Há uma vertente evangélica que é teologicamente aberta e sociopoliticamente comprometida com valores e práticas transformadoras, de justiça e pluralismo. Ela é minoritária. Mas o que devemos chamar claramente de direita evangélica - teologicamente conservadora (incluindo uma ampla franja abertamente fundamentalista [e isso é ao mesmo tempo uma identidade definível e uma acusação]) - também é uma minoria. Intolerante, autoritária, arrogante e irresponsável (porque imagina que sua cabeça fechada é obtusa consegue dar conta, por obra de uma suposta sintonia con a Bíblia e com a vontade divina, da realidade e complexidade da vida.). É uma minoria poderosa, que tem sequestrado, há uma década, a voz evangélica no Brasil.
Conhecemos que há múltiplas correntes cristãs e grande parte delas tem leituras perfeitamente legítimas de sua fé, mesmo que estas destoem do que a direita evangélica considera a "verdade bíblica" ( ou seja, sua opinião travestida de conhecimento bíblico sério). 
Não se trata de ideologizar o debate. Ele já foi ideologizado pelos pregadores e teólogos conservadores que (a) nomeiam qualquer oponente de "esquerda"; (b) se aliam ao que este país tem de politicamente mais asqueroso para dar apoio à suas propostas; (c) distorcem deliberadamente a realidade sobre o abuso sexual, o estupro e as condições de vida de mulheres abusadas e de crianças nascidas sem pai e com mil razões para nunca ter qualquer noção saudável de paternidade (a menos que, por sorte, alguma figura de paternidade as acolha), e tornam seus argumentos falsificados base para suas propostas indecentes.

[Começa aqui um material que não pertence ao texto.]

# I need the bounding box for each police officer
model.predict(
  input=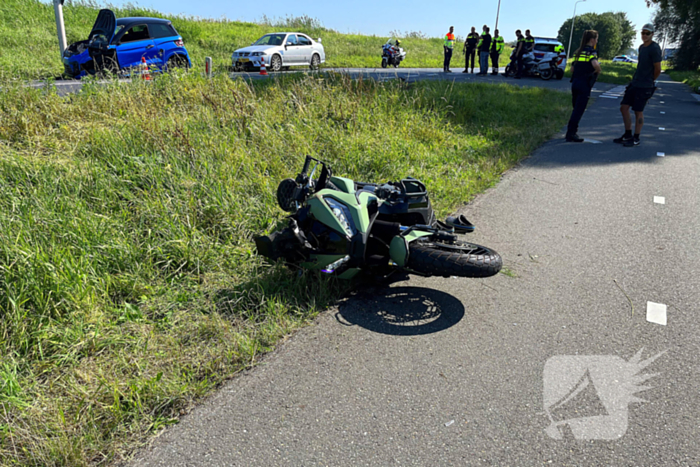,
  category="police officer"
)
[442,26,455,73]
[515,29,535,79]
[476,24,491,76]
[462,26,479,73]
[503,29,525,78]
[491,29,504,75]
[566,30,600,143]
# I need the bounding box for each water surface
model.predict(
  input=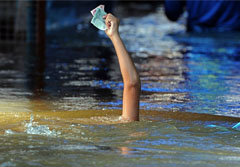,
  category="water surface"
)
[0,5,240,167]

A grande diferença entre as propostas "de esquerda" na área da sexualidade. do gênero e dos direitos reprodutivos é que elas nunca são impositivas. Ninguém é, em qualquer dessa propostas, obrigado/a a fazer qualquer coisa relacionada a esses temas. Trata-se de linguagens calcadas em argumentos de saúde pessoal e pública e de direitos. Não quer? OK. Quer acreditar na moralidade tradicional? OK. Quer impor sobre suas filhas ou mulheres as justificativas para rejeitar o aborto? OK. Agora, não tentem impor suas convicções sobre a maioria da sociedade que não concorda com vocês. Assumam seu sectarismo. Não queiram por verniz de saber ou de compromisso com valores. Vocês nem são os donos da Bíblia, nem da moral, nem da política. Deixem a maioria decente da sociedade em paz e não falseiem o que já é altamente restritivo na legislação brasileira sobre o aborto: o direito estabelecido já é bem restritivo, mas há ampla aceitação disso na sociedade; a grande maioria das pessoas admite o aborto como uma realidade e uma decisão altamente dolorosa para as mulheres (raras são as pessoas que falam de aborto como método contraceptivo) e que não é tomada sem profunda reflexão e pesar; a Bíblia sempre precisa de interpretação, tendo sido escrita há mais de 2000 anos, em culturas e contextos históricos profundamente diferentes dos atuais, não sendo legítimo, de acordo com nossa Constituição, usá-la como argumento de direito e de ordenamento político. Não somos uma teocracia. Nem a maioria absoluta dos cristãos neste país quer isso. Reacionários "cristãos", fiquem na sua, reconheçam seu lugar. Vivam como queiram mas deixem viver e decidir livremente quem não reza por sua cartilha.